As time goes on, it will become more difficult to make films about the 19th and early 20th century. Not due to any limitations on technology or creativity but because we’ll try to use technology too much and be overly creative on how we portray a time in Western history where the world was leaving the industrial revolution and becoming more of an advanced society. The film tries very hard to capture the essence of 1930s America. It succeeds for the most part as it doesn’t feel too much like a 21st century film trying to recreate an earlier era. Of course, there are advance lighting techniques that weren’t possible ten years ago in cinema let alone eighty years ago that make the production feel a little less authentic. However, Mann doesn’t employ too many gimmicks that would make the period the film is about out of place. He successfully was able to walk the fine line of cinema magic and overkill. It would have been a lot worse had a director like Michael Bay been at the helm.
But it’s just not the way the film was shot that does a great job at covering the period. The costume design and filming locations really bring out the feel of the 30s. It doesn’t feel like everyone is playing dress-up and putting on a show. It feels like we’re taking a glimpse into the time period. It helps that the acting is very well done here. Depp and Bale do an excellent job stepping into their roles of Dillinger and Purvis. They made it feel real; almost to a point where you don’t expect the credits to roll at the end of the film.
The movie does have its flaws, though. A major one I find is that the relationship between Purvis and Dillinger seems a bit unbalanced. Except for at the beginning of the film when the movie is establishing that Dillinger is the most notorious bank robber in the United States, it quickly feels as if he’s the underdog and that Purvis has the constant upper hand. I don’t know much about the legend or history of John Dillinger but even if the movie was 100% historically accurate, it would have been acceptable if the movie was told in a way that would have made Dillinger a stronger adversary to Purvis. I mean, this movie is about how amazing a character Dillinger is. It’s kind of lame that the main character in the movie, who is a man on the run from the law, seems to be easier to catch than the common cold. For the most part, it seems that Dillinger’s escapes are due to luck or incompetence; which makes the character seem weak.
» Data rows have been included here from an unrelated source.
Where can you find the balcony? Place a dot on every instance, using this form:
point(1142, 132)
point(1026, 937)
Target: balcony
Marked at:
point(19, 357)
Public Enemies is a great film. It does have its problems that hurt it from becoming a classic but it is still an immensely enjoyable movie to watch. There are times where Michael Mann’s film seems to walk a fine line between a realistic portrayal of the era and an overindulgence of special effects to make the 30s look drastically different from today, but it handles itself really well. It’s an interesting story and, for the most part, is a pleasure to watch.